If the data and success stories aren’t enough to inspire action, Pope Francis' encyclical Laudato Si' lends some moral authority to the "ban the blowers" movement. He talks about the specific problem of noise pollution in two different paragraphs. And his emphasis on what he calls "integral ecology" is a reminder that what hurts the environment also usually hurts those who are most poor. Fallows, the journalist, writes strongly on this point: "The people breathing [gas-powered leaf blower] fumes all day, and being battered by high-decibel sound within inches of their ears, are disproportionately low-wage and often non-English-speaking. They’re sacrificing themselves to keep some customer's lawn pristine."

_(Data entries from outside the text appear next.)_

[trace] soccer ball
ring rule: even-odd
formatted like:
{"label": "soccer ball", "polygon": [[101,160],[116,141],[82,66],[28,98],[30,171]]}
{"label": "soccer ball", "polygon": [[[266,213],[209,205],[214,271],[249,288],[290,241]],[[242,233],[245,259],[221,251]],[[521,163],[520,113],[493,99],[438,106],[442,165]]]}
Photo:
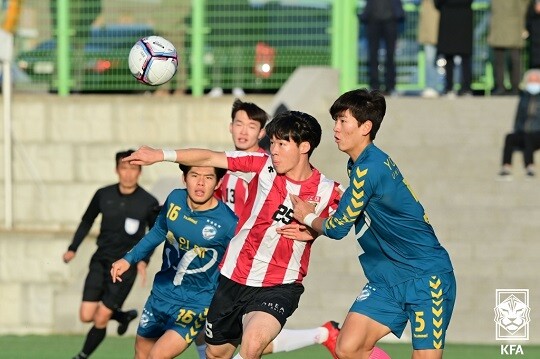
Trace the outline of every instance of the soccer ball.
{"label": "soccer ball", "polygon": [[157,86],[169,81],[178,68],[174,45],[161,36],[143,37],[129,52],[129,70],[140,82]]}

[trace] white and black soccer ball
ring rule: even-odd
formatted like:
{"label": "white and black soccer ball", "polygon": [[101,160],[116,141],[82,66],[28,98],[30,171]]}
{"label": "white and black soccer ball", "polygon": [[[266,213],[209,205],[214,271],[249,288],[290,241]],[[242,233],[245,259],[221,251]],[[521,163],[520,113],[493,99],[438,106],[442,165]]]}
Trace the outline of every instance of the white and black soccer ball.
{"label": "white and black soccer ball", "polygon": [[129,52],[129,70],[140,82],[151,86],[172,79],[178,68],[174,45],[161,36],[143,37]]}

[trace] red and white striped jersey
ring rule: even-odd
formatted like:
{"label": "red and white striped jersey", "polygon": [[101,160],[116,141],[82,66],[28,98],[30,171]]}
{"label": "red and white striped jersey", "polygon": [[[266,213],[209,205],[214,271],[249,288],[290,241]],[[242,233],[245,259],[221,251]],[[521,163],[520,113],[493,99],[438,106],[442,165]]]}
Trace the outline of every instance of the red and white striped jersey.
{"label": "red and white striped jersey", "polygon": [[[266,153],[263,148],[259,148],[256,152]],[[227,171],[221,185],[214,193],[216,198],[225,202],[237,216],[240,216],[247,201],[248,184],[254,176],[254,173]]]}
{"label": "red and white striped jersey", "polygon": [[294,220],[290,194],[313,203],[318,216],[328,217],[337,208],[339,184],[315,168],[309,179],[291,180],[277,174],[264,153],[226,154],[229,170],[247,172],[253,179],[248,185],[246,207],[239,213],[236,235],[221,262],[221,274],[253,287],[302,282],[313,241],[287,239],[276,230]]}

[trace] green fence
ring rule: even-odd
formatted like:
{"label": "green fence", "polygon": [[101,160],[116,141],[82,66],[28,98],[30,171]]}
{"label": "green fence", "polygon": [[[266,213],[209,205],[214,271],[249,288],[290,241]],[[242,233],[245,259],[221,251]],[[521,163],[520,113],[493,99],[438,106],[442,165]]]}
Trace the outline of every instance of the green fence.
{"label": "green fence", "polygon": [[[25,0],[15,37],[16,88],[72,92],[144,91],[127,55],[143,36],[159,34],[179,51],[189,35],[190,1]],[[167,86],[186,83],[187,58]]]}
{"label": "green fence", "polygon": [[[425,59],[422,47],[416,41],[418,29],[417,2],[404,2],[405,21],[400,30],[396,43],[396,88],[399,91],[420,91],[425,87]],[[473,82],[474,90],[489,92],[493,87],[490,65],[490,48],[487,44],[489,28],[489,4],[486,1],[473,3],[474,32],[473,32]],[[361,11],[361,10],[359,10]],[[360,24],[360,37],[358,42],[358,83],[359,86],[368,87],[367,69],[367,39],[363,36],[363,26]],[[379,54],[379,63],[384,63],[384,51]],[[380,70],[381,83],[383,69]],[[441,73],[444,70],[440,69]],[[455,71],[459,76],[459,71]],[[441,75],[442,76],[442,75]]]}
{"label": "green fence", "polygon": [[204,19],[205,87],[275,91],[298,66],[330,65],[329,4],[206,0]]}
{"label": "green fence", "polygon": [[[397,89],[424,87],[417,1],[397,43]],[[473,88],[491,88],[488,5],[475,2]],[[182,91],[213,87],[276,92],[298,66],[333,66],[343,90],[367,86],[366,41],[356,0],[25,0],[15,37],[15,89],[70,92]],[[160,87],[131,77],[127,55],[147,35],[170,40],[179,71]],[[382,71],[382,70],[381,70]]]}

Francis in Laudato Si' also calls us to think beyond our own personal choices, as important as those are, and to get involved with community-level environmental justice efforts. "Along with the importance of little everyday gestures, social love moves us to devise larger strategies to halt environmental degradation and to encourage a 'culture of care' which permeates all of society," Francis writes. "When we feel that God is calling us to intervene with others in these social dynamics, we should realize that this too is part of our spirituality, which is an exercise of charity and, as such, matures and sanctifies us."

With their near ubiquity despite having so much stacked against them, it's worth pondering why the blowers are so popular in the first place. Well, they're clearly efficient at removing leaves. And getting all the leaves off your lawn so it looks tidy and your neighbors won't give you disapproving looks is certainly a key autumn value in American suburbia.

As we work to change laws, we can also try to change hearts. Challenge mindless adherence to the spotless-lawn doctrine — especially if you notice it in yourself, as I do. Fight the American obsession with efficiency at any cost by grabbing a rake and doing something slowly, just to see what that feels like. Simply letting the leaves lie there is a good option, too.

I did some slow, low-tech yard cleanup myself a couple of weeks ago. I raked our walnut tree's vibrant yellow leaves into piles then watched as a stiff breeze recovered the lawn instantly. The piles I was able to pull together again were promptly scattered by my leaf-hopping young children. I felt like Sisyphus rolling his ball up the hill for eternity, making no progress at all.

But then, as I leaned on my rake for a moment and admired the leaves falling and my kids goofing around, I remembered what Albert Camus wrote about the ancient myth: "The struggle itself... is enough to fill a man's heart. One must imagine Sisyphus happy." I was happy. It was a nice scene. And if I had been using a gas-powered leaf blower, the kids would've been hiding inside and I would've hated every minute.